May 28, 2013 – Lenore Weaver started flipping burgers at the White Spot in 1959, about the time that I arrived in Anchorage as a boy. In those days it was located alongside an alley on C Street between Fourth and Fifth Avenues in downtown Anchorage. Near the Army-Navy Surplus store and the endless stream of establishments on Fourth Avenue to which Bob Hope once referred as “…the longest bar in the world.”
As a teenager the White Spot was irresistible. Great burgers and fries. Lenore’s fries were so famous that she was known at times to simply ask customers, “What do you want with your fries?” And the two pinball machines along the back wall of the small space presented a never ending challenge to still developing hand-to-eye coordination.
Lenore passed away in 1999. Fourth Avenue is more genteel these days than it once was. The White Spot lives on, in a new location directly on Fourth Avenue near A Street, just a couple of blocks from its original location.
Tom Doerner owns the place now and works the grill in the still small café like a master. The White Spot retains the fame of its burgers and fries but Tom has added halibut, plated or in a sandwich, ablaze with the fresh seafood flavor that keeps regulars coming back for years. He also offers cole slaw in place of the fries.
I met my longtime friend Willie Hensley there for lunch. In addition to being a close friend for a few decades, Willie is one of the most interesting people I know. An Inupiaq from Kotzebue, he is the author of the book “Fifty Miles From Tomorrow” that tells the story of his life and that of his people. The Inupiat are those people whose traditional homelands are along the northern and western coasts of Alaska. The northern Eskimo.
It was his paper, written for a graduate course at the University of Alaska in Fairbanks many years ago, that laid the foundation for what became the Alaska Native Land Claims Settlement Act in the early ‘70s changing the economics of Alaska forever. After a successful career in politics and business, Willie now divides his time between consulting and as a Distinguished Visiting Professor at the University of Alaska in Anchorage.
On this day he was just another hungry Alaskan. And so was I. Hungry for a White Spot burger.
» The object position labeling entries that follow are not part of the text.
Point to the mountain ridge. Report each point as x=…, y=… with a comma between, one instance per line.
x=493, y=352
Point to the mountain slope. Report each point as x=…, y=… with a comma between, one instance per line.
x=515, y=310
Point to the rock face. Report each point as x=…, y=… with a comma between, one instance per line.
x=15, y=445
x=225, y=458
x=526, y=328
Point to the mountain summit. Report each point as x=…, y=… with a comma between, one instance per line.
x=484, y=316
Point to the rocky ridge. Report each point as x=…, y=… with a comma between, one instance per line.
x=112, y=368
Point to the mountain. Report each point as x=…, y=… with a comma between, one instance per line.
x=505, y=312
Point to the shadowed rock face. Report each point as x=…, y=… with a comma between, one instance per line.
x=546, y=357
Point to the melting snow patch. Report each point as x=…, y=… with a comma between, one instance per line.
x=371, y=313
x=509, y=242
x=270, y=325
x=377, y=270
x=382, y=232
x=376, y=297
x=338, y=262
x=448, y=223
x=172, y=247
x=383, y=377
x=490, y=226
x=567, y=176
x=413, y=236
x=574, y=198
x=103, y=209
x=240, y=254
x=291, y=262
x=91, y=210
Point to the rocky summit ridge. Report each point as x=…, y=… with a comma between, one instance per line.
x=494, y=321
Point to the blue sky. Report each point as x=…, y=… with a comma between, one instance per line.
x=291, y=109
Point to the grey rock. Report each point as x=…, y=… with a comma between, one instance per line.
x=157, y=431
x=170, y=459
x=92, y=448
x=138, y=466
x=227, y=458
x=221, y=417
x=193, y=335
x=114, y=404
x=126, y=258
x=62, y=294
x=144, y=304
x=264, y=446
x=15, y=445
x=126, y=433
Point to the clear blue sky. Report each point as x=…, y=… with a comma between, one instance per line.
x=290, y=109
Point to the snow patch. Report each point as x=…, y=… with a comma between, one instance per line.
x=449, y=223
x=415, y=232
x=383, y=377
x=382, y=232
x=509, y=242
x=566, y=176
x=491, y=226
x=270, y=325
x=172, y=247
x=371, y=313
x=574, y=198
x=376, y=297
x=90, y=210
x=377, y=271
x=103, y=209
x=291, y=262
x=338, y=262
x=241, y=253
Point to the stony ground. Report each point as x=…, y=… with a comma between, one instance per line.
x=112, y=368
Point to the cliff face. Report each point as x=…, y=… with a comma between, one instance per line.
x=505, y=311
Though I have heard rave reviews of the White Spot halibut that would have to wait for another day. I wanted a White Spot burger. Better yet a White Spot chili burger.
It came covered with chili and heavily sprinkled with onions and the hand full of pickled jalapeno slices I had asked Tom to toss on top. It was every bit as good as I remembered from the days when Lenore worked the grill. So were the fries. Perfectly browned and bright with familiar flavor.
As I attacked the chili burger and Willie his cheeseburger, three nuns came in and sat at a small table next to us. One of them told Tom that her sister had sent money for her to come to the White Spot. They ordered the halibut.
A Harley pulled into the empty parking space directly in front of the door. The rider, in full Harley leathers, his braided pony tail and full beard shot with streaks of gray, came in and sat at the counter. He left his puppy perched on the passenger seat, wearing little doggie goggles and safely encased in a container that appeared custom designed to keep the little pet safe.
A couple seated next to the Harley guy asked about the puppy. We learned her name was Sheba. The lady asked if she could pet her. “Say her name first,” was the reply. She did.
Peaceful coexistence. So White Spot.